To avoid a spiralling arms race akin to what we see in the world of search engine optimisation, one response might be to pursue work that makes content generation technologies more trustworthy. There are already significant pushes in this direction in other areas. DARPA sees Explainable AI (XIA) as essential if future warfighters are to understand, appropriately trust and effectively manage an emerging generation of artificially intelligent machine partners. European Union regulations on algorithmic decision-making and a ‘right to explanation’ will require machine learning systems to provide evidence for their decisions. These concerns point to a need to build audit-trail mechanisms into our technology, so that machine-generated content comes ready to provide its own justification. If robot journalists start to write stories that are automatically instrumented for fact-checking, we might hope that those sources will become more trusted than those whose response to ‘why should I believe you?’ is simply ‘because I said so’.
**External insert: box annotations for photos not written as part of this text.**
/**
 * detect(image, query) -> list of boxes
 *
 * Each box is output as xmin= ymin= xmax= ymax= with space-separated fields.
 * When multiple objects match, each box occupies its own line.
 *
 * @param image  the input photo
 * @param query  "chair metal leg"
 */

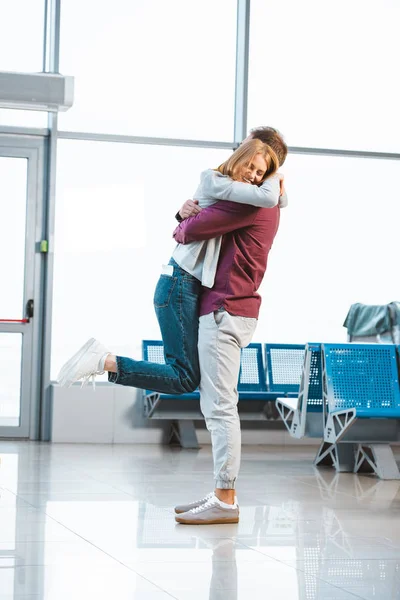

In 1942, with the aim of keeping humans safe in the face of increasingly capable machines, Isaac Asimov framed three Laws of Robotics: (1) a robot may not injure a human being or, through inaction, allow a human being to come to harm; (2) a robot must obey the orders given it by human beings except where such orders would conflict with the First Law; and (3) a robot must protect its own existence as long as such protection does not conflict with the First or Second Laws. In today’s world of software bots, perhaps it’s time to add a Fourth Law: ‘A robot must not knowingly create or disseminate misinformation.’ Or, in the snappier style of Google’s ‘Do No Evil’, we might say ‘Tell No Lies’.
What can you do to help?
In the late 1960s, the eminent philosopher Michael Dummett (whose seminal and most important paper, as it happens, was titled ‘Truth’) famously put his philosophical career on hold for several years to devote himself to fighting racism. As a language technologist, you don’t have to go quite so far to make a difference; you have the luxury of being able to make an impact without having to give up your day job. So at the very least, you might think what the Fourth Law of Robotics suggested above means for your own research. And if you’re on the lookout for a grand challenge in NLP, fact-checking is certainly a worthy one.
But if it’s beyond your inclination or ability to get so directly involved, there’s something very simple you can do: help keep serious journalism alive by subscribing to a quality newspaper. As Joni Mitchell put it, you don’t know what you’ve got till it’s gone.